Post-Pandemic Leadership Challenges
Although the pandemic is not over, thus far the hospital case loads have been fairly level in most parts of the United States, so it is time for leaders to start thinking “Now what?” As a CNN story dated 24 March put it:
“Burned out medical staff suffering from trauma and in some cases PTSD, the erosion of public trust in hospitals, and frustration over… [vaccine supply] …are just some of the problems reported in a new report on US hospitals released by the Department of Health and Human Services Inspector General Wednesday.
Hospitals reported challenges largely related to the ongoing intensity of having to deal with Covid for a year. That has them grappling with challenges that were brought on by Covid, but also exacerbated longstanding challenges in healthcare delivery, staffing, financial stability…”
The article quotes hospital administrators talking about staff mental health, but usually from a “medical” perspective. I am reminded of the maxim I learned from military psychiatrists treating soldiers with combat-induced dysfunction. The basic thrust is what the patient was experiencing is a normal reaction to an abnormal situation, not a sign of individual dysfunction. The best treatment has been shown to be returning the soldier to his/her unit as quickly as possible, and encouraging soldiers to acknowledge the stress. Front-line medical personnel have been in combat for more than a year, and everyone has been affected in some way. Rebuilding individual capacity means restoring unit capacity, where the bonds of shared experience can give them the chance to recover.
One of the most important issues is to find ways to allow grief to be expressed. All physicians and nurses who work with critically ill patients have rituals they use to deal with the emotional impact of patient deaths—actual and anticipated. The volume of pandemic patients and its attendant isolation disrupted those rituals for patients, family, and providers, and everyone has suffered as a result. So, leadership lesson number one: healthcare is, and always will be, about people. The challenge is to build systems of care that support individual and organizational resiliency, which probably does not include maximizing economic “efficiency.” The myth of the market is that all costs are known and measurable. In the pandemic we have good evidence that not all costs are known and not all can be measured.
The second leadership lesson: science is necessary but not sufficient for progress. How many times have you heard a political leader say “we are following the science?” Have you seen much difference in human behavior in states where leaders say they are following the science? I haven’t been impressed that it has had much impact. Now don’t misunderstand. The development of a safe, effective vaccine within a year of the first appearance of the virus is a tremendous scientific success, which is why it is necessary, but not enough. I have previously discussed vaccine hesitancy as an exemplar of the limitations we face improving medical care. The tendency to write off people who reject our conclusions, of whatever sort, seems particularly evident just now. So, the leadership challenge is to define the basis upon which healthcare organizations are to act. Given that so many “facts” are being accepted/rejected makes this challenging. Personally, I have always thought of the practice of medicine as a moral enterprise with a social contract between the physician to operate with respect for the patient’s autonomy and standing as another human being and, in return, the patient to respect me and my advice, whether they take it or not. I think the commercialization of medicine has undermined the social compact in ways that may make restoring this difficult, if not impossible. Nonetheless, I think it is essential a common basis for action be restored.
The third lesson from the pandemic: we are all in this together.
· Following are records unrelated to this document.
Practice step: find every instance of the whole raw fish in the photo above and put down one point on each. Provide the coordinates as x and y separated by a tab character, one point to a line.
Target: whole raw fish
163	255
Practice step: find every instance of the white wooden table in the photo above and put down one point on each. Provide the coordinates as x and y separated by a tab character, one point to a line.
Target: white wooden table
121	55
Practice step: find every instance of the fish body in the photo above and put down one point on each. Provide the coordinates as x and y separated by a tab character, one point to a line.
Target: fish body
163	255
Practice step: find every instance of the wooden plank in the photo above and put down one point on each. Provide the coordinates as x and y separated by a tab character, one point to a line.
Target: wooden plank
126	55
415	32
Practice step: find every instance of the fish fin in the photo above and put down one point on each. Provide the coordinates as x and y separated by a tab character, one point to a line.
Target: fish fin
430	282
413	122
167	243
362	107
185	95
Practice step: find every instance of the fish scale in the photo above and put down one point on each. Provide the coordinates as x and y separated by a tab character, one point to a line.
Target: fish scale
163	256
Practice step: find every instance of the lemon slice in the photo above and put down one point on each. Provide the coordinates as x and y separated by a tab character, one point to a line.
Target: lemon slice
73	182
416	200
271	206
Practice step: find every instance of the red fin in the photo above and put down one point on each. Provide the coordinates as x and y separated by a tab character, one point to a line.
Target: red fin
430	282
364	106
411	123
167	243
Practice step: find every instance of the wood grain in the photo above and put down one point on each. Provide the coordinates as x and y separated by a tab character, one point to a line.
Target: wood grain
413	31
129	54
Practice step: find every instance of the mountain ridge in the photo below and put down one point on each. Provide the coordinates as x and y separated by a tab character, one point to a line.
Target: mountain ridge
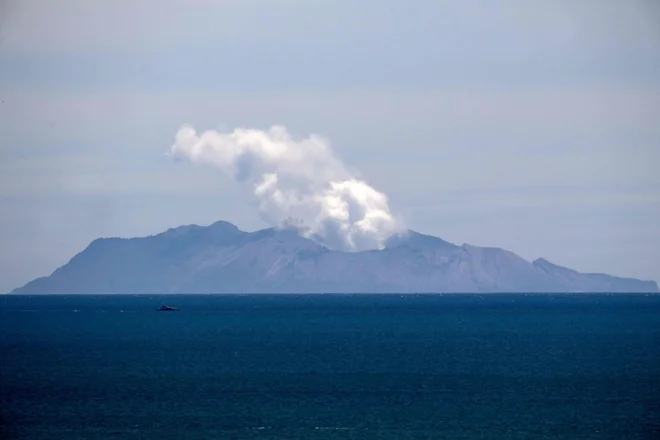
221	258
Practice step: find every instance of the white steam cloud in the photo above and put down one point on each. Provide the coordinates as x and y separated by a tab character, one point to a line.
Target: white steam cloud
298	183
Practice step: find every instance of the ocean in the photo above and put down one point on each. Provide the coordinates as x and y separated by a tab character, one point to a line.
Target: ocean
518	366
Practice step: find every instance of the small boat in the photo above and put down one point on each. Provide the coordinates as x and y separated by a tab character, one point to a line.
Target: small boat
165	308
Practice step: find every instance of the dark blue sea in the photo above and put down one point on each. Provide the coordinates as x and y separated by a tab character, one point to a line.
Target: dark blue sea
330	367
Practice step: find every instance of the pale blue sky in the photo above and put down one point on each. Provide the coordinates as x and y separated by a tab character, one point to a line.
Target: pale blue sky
533	126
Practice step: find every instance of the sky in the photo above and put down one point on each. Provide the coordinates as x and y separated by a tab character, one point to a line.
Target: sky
531	126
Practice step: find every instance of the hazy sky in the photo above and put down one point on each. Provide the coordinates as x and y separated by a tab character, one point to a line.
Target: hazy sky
533	126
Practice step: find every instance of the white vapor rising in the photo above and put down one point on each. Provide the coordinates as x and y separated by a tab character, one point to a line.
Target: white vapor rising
298	183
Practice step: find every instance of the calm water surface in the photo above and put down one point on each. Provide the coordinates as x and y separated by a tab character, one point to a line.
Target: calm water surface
330	367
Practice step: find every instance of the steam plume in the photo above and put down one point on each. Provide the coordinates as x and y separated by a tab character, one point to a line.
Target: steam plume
298	183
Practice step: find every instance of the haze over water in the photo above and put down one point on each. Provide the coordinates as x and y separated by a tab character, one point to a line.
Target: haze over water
330	366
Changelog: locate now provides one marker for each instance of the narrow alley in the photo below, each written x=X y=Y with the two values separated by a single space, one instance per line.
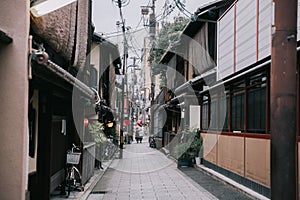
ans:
x=146 y=173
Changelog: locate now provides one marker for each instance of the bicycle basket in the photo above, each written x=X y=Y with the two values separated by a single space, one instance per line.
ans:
x=73 y=158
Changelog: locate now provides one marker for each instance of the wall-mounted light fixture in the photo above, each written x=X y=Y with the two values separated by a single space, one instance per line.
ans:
x=42 y=7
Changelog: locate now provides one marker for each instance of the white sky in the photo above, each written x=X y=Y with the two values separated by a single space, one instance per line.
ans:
x=106 y=14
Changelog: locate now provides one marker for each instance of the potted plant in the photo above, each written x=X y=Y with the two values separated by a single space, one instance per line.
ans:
x=188 y=147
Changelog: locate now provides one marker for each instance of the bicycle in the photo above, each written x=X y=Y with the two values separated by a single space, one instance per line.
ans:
x=73 y=178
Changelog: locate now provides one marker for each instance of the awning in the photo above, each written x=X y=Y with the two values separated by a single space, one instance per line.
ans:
x=187 y=86
x=41 y=58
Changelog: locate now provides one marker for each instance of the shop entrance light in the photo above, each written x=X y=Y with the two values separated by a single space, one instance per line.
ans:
x=42 y=7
In times of stress, we tend to turn inward, and the advice to “socially distance” has meant isolation from “the other.” Combined with the tendency to scapegoat others who are not like “us,” we have seen the dangers of this normal reaction. So, the leadership challenge is to think more broadly. Many healthcare organizations have had their finances seriously harmed by the pandemic, so it is natural to look inward. But I want to suggest successful survivors will figure out how to reach outward. Private organizations need public organizations, like health departments, and vice-versa. Cooperating with other organizations has been essential in dealing with the pandemic, and we need to continue this afterwards.
The fourth lesson is that “the way we do things around here” has been broken. I have suggested some of our people-centered rituals need to be restored, but that does not mean things have to go back to the past. We know many of our previous practices did not serve anyone—patient, provider, or payer, but were simply relics of the past. The leadership challenge, then, is to maintain the organizational flexibility used to deal with the pandemic and resist the reinstitution of bureaucracy. The time frame to exploit this flexibility is short—the urge to reimpose “order” is strong and will reassert itself quickly. What parts of your organization are now the detritus of the years and need to be jettisoned? What new things have you learned to do that need to be exploited, yes, even institutionalized, in the future? What things were jettisoned in the midst of the pandemic that have caused unintended damage and need to be restored? These are tough questions, and the time to come up with answers is short. Now is the time, while we continue to vaccinate and treat those who don’t.